Don't believe the hype: reciprocal linking is a long way from dead. And for as long as reciprocal links are here to stay, reciprocal link checker software can help you to make sure that your linking partners are holding up their end of the bargain and helping your search engine optimization efforts. In this guide, we'll take a detailed look into why a law firm might want to use reciprocal link checker websites. You'll also learn about how Google views reciprocal linking, and how to avoid being penalized for having excessive reciprocal links.
What are Reciprocal Links?
Links can be one of two types: one way and reciprocal. In a one way linking scenario, someone sees your website and likes the way that you state something. They put a hyperlink with anchor text on their web page, and it leads directly to your website. For them, this would be considered an outbound one way link, while for you it would be an inbound one way link.
Reciprocal linking is two-way linking. If you and a friend both have blogs, you might decide to link to each other's content. This would be considered reciprocal linking, and has formed the basis of many search engine optimization strategies.
Should I Have Reciprocal Links?
It's not as easy as it once was to base your search engine marketing strategy on reciprocal linking. This type of linking was once the dominant form of search engine optimization link building. However, it fast became synonymous with spammy “link exchange” websites that did little but compile links and make it tougher to find what you were really looking for.
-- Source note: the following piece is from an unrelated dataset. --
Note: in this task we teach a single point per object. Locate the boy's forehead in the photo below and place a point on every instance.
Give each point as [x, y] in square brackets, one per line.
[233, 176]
Today, if you have too much reciprocal linking, Google may actually penalize your website. This doesn't mean, though, that you should never use these links. Reciprocal links can still be very valuable, if they're to give higher PageRank websites. Just make sure that you don't have too many, and you can still use reciprocal linking as a vital part of your link building strategy.
Reciprocal Link Checker Functions: Monitoring Link Relationships
If you're using reciprocal linking in any form, you should periodically do an audit of your links. It's critical to run a reciprocal link checker every few months—if you don't, you have no way of knowing whether the people you're linking to are providing a link back like they promised.
The most commonly used function of any reciprocal link checker is making sure that this reciprocity is maintained. If you find that the reciprocal linking you thought you had is down, you can talk to the owner of the website. By telling them that your reciprocal link checker found that your links are no longer reciprocated, they can find the source of the problem and fix it—or you can simply choose to delete the link from your own website.
You can also use a reciprocal link checker tool to make sure that the links to your website are as prominently displayed as the ones that you are displaying to someone else's website. If they're in a very difficult to access part of a website, they may no longer be as valuable, because it may be more difficult for them to be indexed by search engines.
Reciprocal Link Checker Functions: Monitoring Anchor Text
Google considers anchor text similarity when deciding whether a website appears to have been over optimized. If almost all the anchor text you're getting in your reciprocal linking is the same few words, you may need to mix it up a little. Running a reciprocal link checker is a good way to learn whether you're getting a sufficient variety of keywords to keep Google's Penguin update from penalizing your site.
Once you look at all of your reciprocal links, you should be able to get a good sense of how many of them are using identical or nearly identical text. You can then send emails to the webmasters at several of the websites where the identical text is being used, asking for variations on the original text so that your reciprocal linking strategy works better.
Other Reciprocal Link Checker Functions
One of the biggest questions that you may have about your reciprocal links is what percentage of your links they constitute. By running first an inbound link checker and then a reciprocal links checker, you can look at how many of each type of link you're getting.
Any website that has a percentage of reciprocal linking that exceeds 40 percent or so should be very worried about being penalized. Continuing to monitor your reciprocal links with a reciprocal link checker can help you identify when you need to seek more one way linking opportunities. You can easily have 20 percent or so of your links be reciprocal without having to worry much about Google Penguin. This means that you can seek out link exchanges with attorneys or other professionals to raise your total number of inbound links, as long as you don't use this method to the exclusion of all others.
How to Check Your One Way Links
In addition to checking the status of your reciprocal linking efforts, you may need to also monitor the one way inbound backlinks that are coming to your website. This requires different tools. Backlink checker websites abound online, and you can even use Google Analytics to keep track of how many people are coming to your website from each of your one way links.
By monitoring your one way links, you can also make sure that changes to your website don't make it less user friendly. You can build in redirect pages to help people who are coming to your website from other sites, so that their interaction with your site is seamless no matter how much time passes since you received the link. Without a redirect page, you'll lose potential new business, and the links will appear to be broken to anyone who runs a link checking program.